Do especialista ao atleta completo
No passado, o caminho era quase sempre o mesmo: o atleta se destacava em uma arte marcial e depois migrava para o MMA. Hoje, no entanto, o processo começa diferente. O lutador já inicia sua trajetória dentro de um sistema integrado de combate.
“Antigamente o atleta era do jiu-jitsu e migrava. Hoje essa nova geração já treina tudo o tempo todo. Eles não pulam etapas.”
Com isso, a formação deixou de ser adaptativa e passou a ser simultânea. Trocação, grappling e transições são desenvolvidos em conjunto desde a base. Como consequência, o competidor chega ao alto nível com menos lacunas técnicas e maior capacidade de ajuste durante a luta.
Além disso, o acesso à informação, à ciência do treinamento e ao intercâmbio internacional acelerou o desenvolvimento médio dos atletas.
Talento precisa de movimento
Por outro lado, Phillip Lima faz um alerta importante: talento sem estratégia de carreira pode estagnar. No cenário atual, buscar ambiente competitivo e estrutura adequada é parte do processo de evolução.
“Às vezes o cara é bom, mas está numa cidade pequena e fica limitado.

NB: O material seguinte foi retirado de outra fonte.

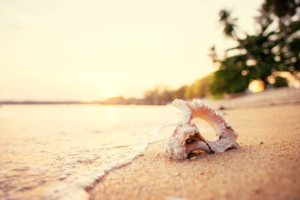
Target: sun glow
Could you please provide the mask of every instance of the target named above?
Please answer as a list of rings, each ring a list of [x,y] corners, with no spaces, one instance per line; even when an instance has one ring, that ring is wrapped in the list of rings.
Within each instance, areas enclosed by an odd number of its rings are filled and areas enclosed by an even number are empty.
[[[262,80],[253,80],[249,84],[248,88],[252,92],[263,91],[264,90],[264,83]]]
[[[103,91],[102,96],[104,98],[107,98],[112,97],[118,96],[121,95],[120,88],[117,87],[108,87],[105,90]]]

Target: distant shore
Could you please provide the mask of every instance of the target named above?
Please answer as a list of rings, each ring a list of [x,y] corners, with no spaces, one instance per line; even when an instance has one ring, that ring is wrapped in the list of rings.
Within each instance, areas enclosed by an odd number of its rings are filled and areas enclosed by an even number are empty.
[[[246,106],[260,106],[274,104],[294,104],[300,103],[300,88],[288,87],[270,88],[258,93],[244,93],[228,94],[224,98],[214,100],[211,98],[196,98],[203,100],[214,108],[218,109],[236,108]],[[191,101],[192,100],[186,100]],[[142,99],[130,98],[124,99],[122,96],[108,98],[106,100],[82,102],[72,101],[0,101],[0,105],[20,104],[102,104],[102,105],[153,105],[164,106],[171,102],[149,101]]]

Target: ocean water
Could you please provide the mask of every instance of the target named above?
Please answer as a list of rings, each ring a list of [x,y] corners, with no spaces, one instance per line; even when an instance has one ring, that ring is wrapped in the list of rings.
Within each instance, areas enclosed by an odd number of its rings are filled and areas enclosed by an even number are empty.
[[[87,199],[180,118],[172,105],[2,106],[0,199]]]

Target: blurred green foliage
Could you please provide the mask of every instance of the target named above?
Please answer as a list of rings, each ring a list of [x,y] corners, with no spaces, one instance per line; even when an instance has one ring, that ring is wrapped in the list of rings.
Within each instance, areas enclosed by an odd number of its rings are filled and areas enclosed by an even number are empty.
[[[225,94],[242,92],[252,80],[268,84],[268,78],[274,78],[274,87],[286,86],[287,80],[278,76],[288,72],[300,80],[300,3],[296,0],[265,0],[256,18],[256,32],[254,35],[238,32],[237,18],[230,12],[220,11],[219,22],[226,38],[235,40],[236,46],[226,50],[225,56],[210,49],[210,56],[218,70],[199,79],[191,86],[178,90],[156,86],[146,91],[147,102],[168,102],[174,98],[190,99],[213,96],[219,98]],[[246,35],[241,38],[240,36]],[[230,55],[230,56],[227,55]]]
[[[278,76],[275,78],[275,82],[273,84],[273,87],[284,87],[288,86],[288,80],[286,80],[286,78]]]

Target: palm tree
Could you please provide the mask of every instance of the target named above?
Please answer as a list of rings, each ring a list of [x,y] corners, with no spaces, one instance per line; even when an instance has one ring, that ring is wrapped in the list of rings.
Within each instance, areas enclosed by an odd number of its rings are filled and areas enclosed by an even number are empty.
[[[266,12],[272,13],[279,20],[280,28],[284,32],[284,40],[286,48],[290,66],[294,68],[294,64],[292,60],[294,56],[288,41],[288,34],[286,26],[286,22],[290,24],[290,18],[296,13],[296,10],[300,6],[300,2],[296,0],[265,0],[262,8]],[[296,77],[298,78],[297,76]]]
[[[246,50],[246,56],[247,60],[254,60],[254,58],[249,52],[248,50],[246,48],[243,42],[242,42],[242,40],[238,36],[238,34],[235,30],[235,28],[236,28],[236,22],[238,20],[238,19],[232,18],[230,16],[230,11],[223,9],[219,13],[219,22],[224,26],[223,33],[225,35],[225,37],[231,38],[236,41],[240,42],[240,46]],[[255,66],[256,68],[258,68],[257,63],[256,62]]]

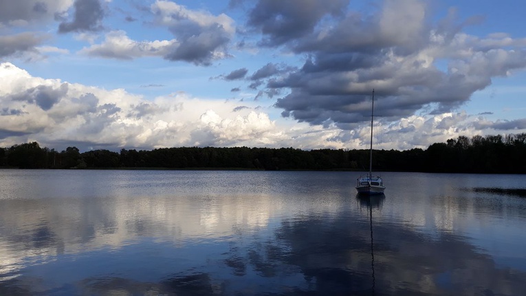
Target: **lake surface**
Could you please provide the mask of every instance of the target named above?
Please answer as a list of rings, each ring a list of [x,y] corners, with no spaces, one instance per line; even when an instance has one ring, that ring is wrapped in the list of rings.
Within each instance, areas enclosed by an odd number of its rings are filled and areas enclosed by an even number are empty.
[[[358,175],[0,170],[0,295],[526,295],[526,176]]]

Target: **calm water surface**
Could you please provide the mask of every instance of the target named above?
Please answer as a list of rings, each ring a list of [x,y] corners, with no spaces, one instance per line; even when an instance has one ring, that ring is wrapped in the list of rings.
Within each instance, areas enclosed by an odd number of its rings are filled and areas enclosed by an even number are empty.
[[[0,295],[526,295],[526,176],[0,170]]]

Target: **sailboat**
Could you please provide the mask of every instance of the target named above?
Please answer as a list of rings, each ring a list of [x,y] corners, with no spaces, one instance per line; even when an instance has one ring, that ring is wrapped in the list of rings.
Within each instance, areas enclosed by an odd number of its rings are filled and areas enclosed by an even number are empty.
[[[380,176],[373,175],[373,123],[375,109],[375,90],[373,89],[373,105],[371,108],[371,149],[369,152],[369,171],[362,175],[356,182],[356,190],[358,193],[374,195],[382,194],[385,190],[384,181]]]

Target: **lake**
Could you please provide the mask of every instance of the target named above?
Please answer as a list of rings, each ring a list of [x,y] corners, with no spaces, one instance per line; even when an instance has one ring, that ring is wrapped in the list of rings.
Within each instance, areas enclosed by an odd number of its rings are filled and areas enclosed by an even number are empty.
[[[0,295],[525,295],[526,176],[358,175],[0,170]]]

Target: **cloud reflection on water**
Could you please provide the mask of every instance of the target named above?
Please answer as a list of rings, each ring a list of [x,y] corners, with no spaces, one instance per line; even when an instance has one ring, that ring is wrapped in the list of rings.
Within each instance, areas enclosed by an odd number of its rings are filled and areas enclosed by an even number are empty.
[[[369,295],[370,213],[374,295],[523,293],[470,237],[387,217],[395,197],[316,188],[2,200],[0,295]]]

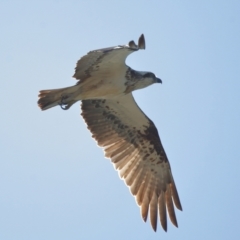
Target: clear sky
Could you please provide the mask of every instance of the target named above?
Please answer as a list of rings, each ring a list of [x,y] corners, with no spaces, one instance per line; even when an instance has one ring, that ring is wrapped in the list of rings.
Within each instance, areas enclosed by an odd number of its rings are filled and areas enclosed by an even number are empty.
[[[0,1],[0,239],[239,239],[239,1]],[[86,128],[80,103],[42,112],[90,50],[163,80],[134,96],[155,123],[183,212],[155,233]]]

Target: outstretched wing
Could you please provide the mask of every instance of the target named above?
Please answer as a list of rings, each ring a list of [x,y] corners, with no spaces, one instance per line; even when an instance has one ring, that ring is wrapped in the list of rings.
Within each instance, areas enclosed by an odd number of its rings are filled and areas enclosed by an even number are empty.
[[[145,49],[143,34],[138,40],[138,45],[130,41],[128,45],[91,51],[77,62],[73,77],[83,82],[86,78],[98,74],[99,71],[109,71],[114,65],[118,69],[125,65],[125,60],[130,53],[139,49]]]
[[[107,100],[83,100],[82,116],[98,145],[104,148],[105,156],[111,158],[135,196],[143,220],[147,220],[149,210],[156,231],[159,213],[166,231],[168,212],[177,226],[173,202],[178,209],[182,207],[167,156],[156,127],[137,106],[132,94]]]

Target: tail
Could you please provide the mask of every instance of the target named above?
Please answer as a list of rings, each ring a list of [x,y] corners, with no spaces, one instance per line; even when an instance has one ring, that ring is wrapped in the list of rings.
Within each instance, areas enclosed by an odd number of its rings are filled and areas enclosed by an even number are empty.
[[[39,92],[38,106],[42,110],[60,105],[62,109],[69,109],[79,99],[74,99],[74,93],[76,92],[76,85],[67,88],[41,90]]]

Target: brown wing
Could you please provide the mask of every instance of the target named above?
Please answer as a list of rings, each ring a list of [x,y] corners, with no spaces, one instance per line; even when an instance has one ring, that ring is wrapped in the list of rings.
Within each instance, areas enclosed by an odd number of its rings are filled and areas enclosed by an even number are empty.
[[[130,41],[128,45],[119,45],[89,52],[77,62],[73,77],[83,82],[84,79],[99,74],[99,71],[109,72],[110,69],[117,69],[125,65],[125,60],[129,54],[145,48],[143,34],[140,36],[138,44],[139,46],[134,41]]]
[[[177,226],[173,202],[178,209],[182,207],[167,156],[156,127],[137,106],[132,94],[84,100],[82,116],[135,196],[143,220],[147,220],[149,211],[156,231],[159,213],[161,225],[167,231],[168,212]]]

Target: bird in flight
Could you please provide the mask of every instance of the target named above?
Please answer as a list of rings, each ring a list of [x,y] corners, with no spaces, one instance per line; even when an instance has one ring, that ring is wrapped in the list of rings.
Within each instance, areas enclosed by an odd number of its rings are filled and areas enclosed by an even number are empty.
[[[134,90],[162,81],[125,63],[129,54],[145,46],[142,34],[138,44],[130,41],[90,51],[77,62],[73,75],[76,85],[40,91],[38,106],[42,110],[54,106],[67,110],[81,100],[81,115],[92,137],[135,196],[143,220],[149,213],[156,231],[159,216],[167,231],[167,213],[177,227],[174,205],[182,210],[181,203],[158,131],[132,95]]]

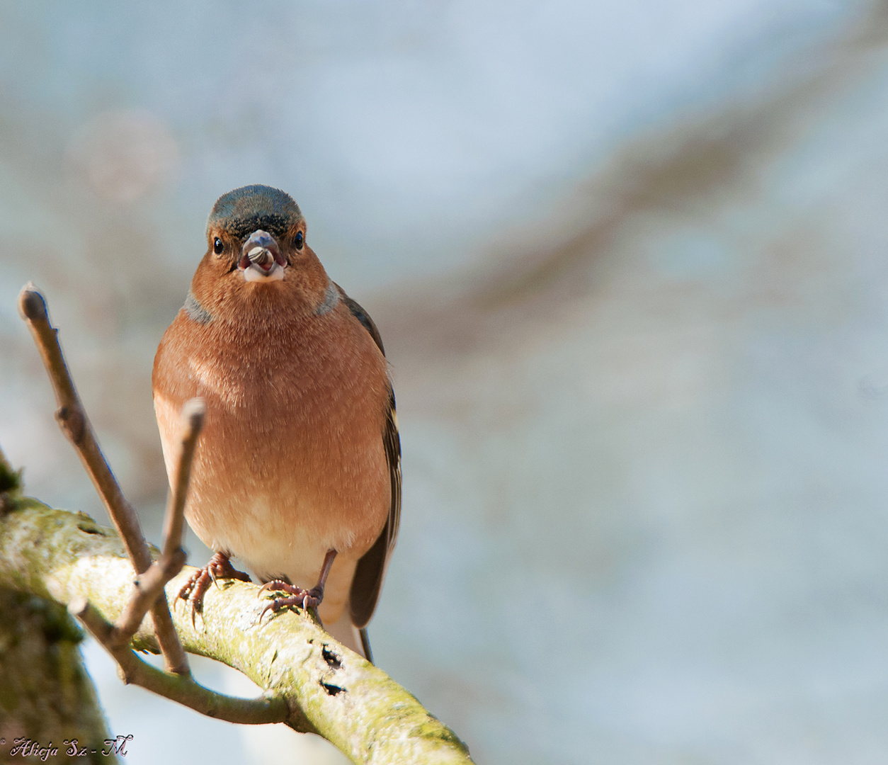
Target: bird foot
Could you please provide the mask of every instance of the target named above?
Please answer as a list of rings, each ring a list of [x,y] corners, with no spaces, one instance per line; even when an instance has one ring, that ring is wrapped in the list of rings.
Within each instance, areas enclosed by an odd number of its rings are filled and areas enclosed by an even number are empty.
[[[176,595],[176,600],[181,598],[186,603],[191,603],[191,624],[194,626],[196,614],[203,610],[203,595],[210,586],[215,585],[217,579],[240,579],[249,582],[250,575],[235,569],[225,553],[216,553],[202,569],[198,569],[188,578],[182,589]]]
[[[281,579],[274,579],[271,582],[266,582],[259,588],[259,592],[257,595],[262,594],[262,593],[266,590],[276,590],[282,593],[289,593],[289,596],[286,598],[274,598],[274,600],[273,600],[262,610],[262,613],[259,614],[260,622],[267,610],[272,610],[274,613],[277,613],[285,606],[298,606],[300,609],[305,610],[316,609],[321,605],[321,602],[324,599],[324,588],[321,585],[312,587],[310,590],[305,590]]]

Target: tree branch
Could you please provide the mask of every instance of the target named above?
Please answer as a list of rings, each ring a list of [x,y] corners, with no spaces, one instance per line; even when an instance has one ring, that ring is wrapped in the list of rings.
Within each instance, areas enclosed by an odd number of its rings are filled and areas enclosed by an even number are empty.
[[[105,622],[116,619],[127,604],[132,579],[116,534],[83,513],[53,510],[35,499],[10,496],[12,512],[0,519],[0,586],[64,605],[85,598]],[[178,592],[193,571],[186,567],[170,582],[170,592]],[[274,697],[282,698],[287,725],[319,733],[355,762],[472,762],[453,731],[308,615],[281,610],[260,624],[258,612],[265,602],[258,600],[258,589],[239,581],[225,589],[210,587],[197,626],[186,608],[175,610],[175,626],[185,648],[242,672],[266,690],[269,696],[260,703],[271,709],[277,709]],[[147,620],[136,632],[133,647],[157,649]],[[190,678],[178,685],[165,680],[164,686],[156,675],[146,681],[156,681],[152,689],[169,698],[188,705],[199,703],[188,703]],[[209,703],[206,712],[213,713]]]
[[[46,373],[52,383],[59,403],[56,420],[77,450],[83,467],[126,546],[136,573],[145,573],[151,565],[151,554],[142,534],[139,516],[123,497],[123,492],[99,447],[99,442],[65,363],[65,357],[59,345],[58,331],[50,324],[46,301],[33,284],[26,284],[22,289],[19,296],[19,310],[28,323]],[[167,669],[186,673],[188,659],[173,628],[166,599],[157,599],[151,607],[151,613]]]

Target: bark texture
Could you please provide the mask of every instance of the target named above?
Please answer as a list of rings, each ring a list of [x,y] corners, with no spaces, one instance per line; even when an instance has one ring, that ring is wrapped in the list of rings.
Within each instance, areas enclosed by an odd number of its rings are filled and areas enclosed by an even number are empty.
[[[63,605],[86,598],[106,619],[116,619],[134,578],[116,533],[83,513],[14,494],[6,498],[0,586]],[[167,586],[170,602],[193,570],[186,567]],[[282,697],[288,725],[323,736],[354,762],[472,762],[453,731],[310,616],[285,610],[267,613],[260,622],[266,602],[257,597],[258,590],[243,582],[210,587],[196,625],[179,602],[173,621],[186,650],[222,661],[269,696]],[[150,616],[133,646],[157,651]]]

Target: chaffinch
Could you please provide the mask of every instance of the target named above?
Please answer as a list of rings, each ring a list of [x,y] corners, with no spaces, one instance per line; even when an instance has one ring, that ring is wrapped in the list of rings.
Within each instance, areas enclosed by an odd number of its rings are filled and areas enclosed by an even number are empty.
[[[152,375],[168,474],[182,405],[206,402],[185,514],[215,554],[179,596],[194,617],[211,580],[249,581],[236,556],[286,594],[269,608],[317,606],[331,634],[370,658],[366,626],[400,514],[379,331],[327,275],[284,192],[220,196],[207,243]]]

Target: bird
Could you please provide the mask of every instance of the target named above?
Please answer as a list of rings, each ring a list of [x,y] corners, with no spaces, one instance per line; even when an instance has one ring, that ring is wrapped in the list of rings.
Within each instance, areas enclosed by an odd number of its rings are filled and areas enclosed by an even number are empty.
[[[185,516],[213,555],[178,597],[194,620],[212,582],[250,580],[236,558],[263,590],[282,593],[262,615],[316,608],[334,638],[372,661],[367,624],[401,494],[379,331],[327,275],[284,191],[222,195],[206,237],[152,371],[170,481],[179,411],[193,397],[206,407]]]

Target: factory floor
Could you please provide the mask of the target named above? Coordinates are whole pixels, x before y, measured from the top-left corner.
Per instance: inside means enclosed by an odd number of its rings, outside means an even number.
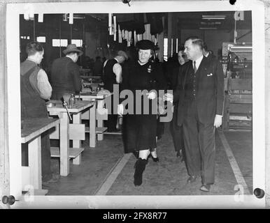
[[[124,154],[122,136],[104,134],[95,148],[83,141],[81,164],[71,160],[69,175],[43,189],[47,195],[232,195],[241,185],[244,194],[253,194],[252,132],[218,130],[215,141],[215,182],[209,192],[199,190],[200,179],[186,183],[185,162],[176,155],[168,123],[157,142],[159,162],[148,160],[142,185],[134,185],[136,158]],[[59,159],[52,158],[51,168],[59,174]]]

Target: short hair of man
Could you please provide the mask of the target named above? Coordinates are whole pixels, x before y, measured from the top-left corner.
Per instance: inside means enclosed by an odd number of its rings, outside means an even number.
[[[43,47],[38,42],[30,42],[27,44],[25,51],[28,56],[35,54],[37,52],[43,52]]]
[[[181,46],[179,47],[178,52],[180,52],[180,51],[184,51],[184,50],[185,50],[185,47],[183,46],[183,45],[181,45]]]
[[[117,56],[122,56],[122,57],[125,58],[125,60],[127,60],[129,59],[129,56],[127,56],[127,53],[125,51],[122,51],[122,50],[119,50],[118,52],[118,55]]]
[[[204,43],[204,49],[205,51],[207,51],[207,45],[205,42]]]
[[[66,54],[66,56],[67,56],[67,55],[72,55],[72,54],[76,54],[77,56],[80,55],[79,52],[76,52],[76,51],[73,51],[73,52],[70,52],[69,53]]]
[[[192,40],[192,44],[197,45],[202,50],[204,47],[204,42],[197,36],[190,36],[185,41]]]

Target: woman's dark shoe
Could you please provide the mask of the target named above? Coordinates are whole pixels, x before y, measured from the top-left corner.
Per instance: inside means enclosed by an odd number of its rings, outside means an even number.
[[[154,157],[154,156],[152,155],[152,153],[155,153],[155,157]],[[159,162],[159,157],[157,157],[157,151],[156,151],[156,148],[155,149],[155,151],[151,151],[151,153],[149,154],[148,158],[149,158],[150,156],[152,157],[152,161],[154,161],[154,162]]]
[[[138,158],[138,160],[135,163],[135,173],[134,173],[134,185],[139,186],[143,183],[143,173],[145,169],[145,166],[147,164],[146,160],[142,160]]]
[[[154,162],[159,162],[159,159],[158,157],[154,157],[151,154],[149,154],[148,158],[149,158],[149,157],[151,157],[152,161],[154,161]]]

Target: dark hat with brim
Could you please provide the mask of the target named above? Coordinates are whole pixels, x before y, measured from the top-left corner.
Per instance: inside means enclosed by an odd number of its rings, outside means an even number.
[[[71,53],[71,52],[77,52],[79,53],[79,56],[81,56],[83,54],[83,52],[77,49],[77,46],[76,44],[70,44],[66,46],[66,49],[63,50],[63,53],[66,55]]]
[[[150,40],[143,40],[138,41],[136,45],[136,47],[138,49],[154,49],[155,45],[154,45],[154,43],[152,43]]]

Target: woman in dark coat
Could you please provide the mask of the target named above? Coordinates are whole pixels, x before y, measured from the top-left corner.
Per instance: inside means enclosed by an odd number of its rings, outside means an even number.
[[[124,116],[122,130],[125,152],[138,153],[138,159],[135,164],[135,185],[142,183],[148,155],[151,154],[155,162],[159,161],[156,152],[157,109],[153,107],[152,111],[152,100],[157,102],[158,90],[164,89],[166,83],[159,64],[150,59],[153,56],[154,47],[153,43],[150,40],[138,42],[138,60],[129,63],[122,84],[122,90],[129,90],[134,95],[134,113],[129,109],[125,111],[127,114]],[[136,90],[148,91],[148,93],[138,96],[141,103],[136,103]],[[143,98],[148,100],[148,105],[143,103]],[[124,114],[125,105],[124,101],[119,105],[118,114]],[[143,112],[143,105],[148,107],[149,112],[147,114]],[[141,113],[138,114],[137,112],[140,106]]]

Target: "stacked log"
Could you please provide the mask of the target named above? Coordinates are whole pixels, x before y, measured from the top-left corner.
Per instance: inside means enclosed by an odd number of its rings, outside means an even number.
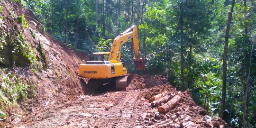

Tem que querer evoluir, se mudar, buscar onde as oportunidades são maiores.”
Ou seja, não basta treinar duro. É preciso escolher bem onde treinar, com quem treinar e como planejar os próximos passos. O crescimento internacional, segundo ele, depende tanto de desempenho quanto de posicionamento profissional.
Carreira se constrói com método
Com ampla vivência no esporte e atuação direta na formação de lutadores, o treinador destaca que levar um atleta ao cenário global exige mais do que performance dentro do cage.
“Levar atleta para grandes eventos exige bagagem, parceria e planejamento.”
Na prática, o bastidor pesa — e muito. Gestão de carreira, rede de contatos e visão de longo prazo influenciam diretamente na consolidação de um nome no mercado das lutas.
O maior nome da história
Quando o assunto é legado, Phillip Lima é direto ao apontar quem mais o marcou no esporte.
“O Anderson foi brilhante. Pegava adversários de altíssimo nível e fazia parecer simples. Ele ajudou a abrir as portas do MMA no Brasil.”
O critério, portanto, vai além de cinturões e números. Envolve impacto, transformação e influência sobre gerações inteiras de lutadores.
O que mantém a chama acesa
Mesmo após tantos anos dedicados ao tatame e ao corner, a motivação segue intacta — e não está apenas na vitória, mas no processo.
“O que me motiva é ver sonhos sendo realizados. Ver atleta vivendo da luta.”
No fim das contas, enquanto o MMA evolui em ritmo acelerado, alguns fundamentos permanecem imutáveis: método, processo e visão. O resto é consequência.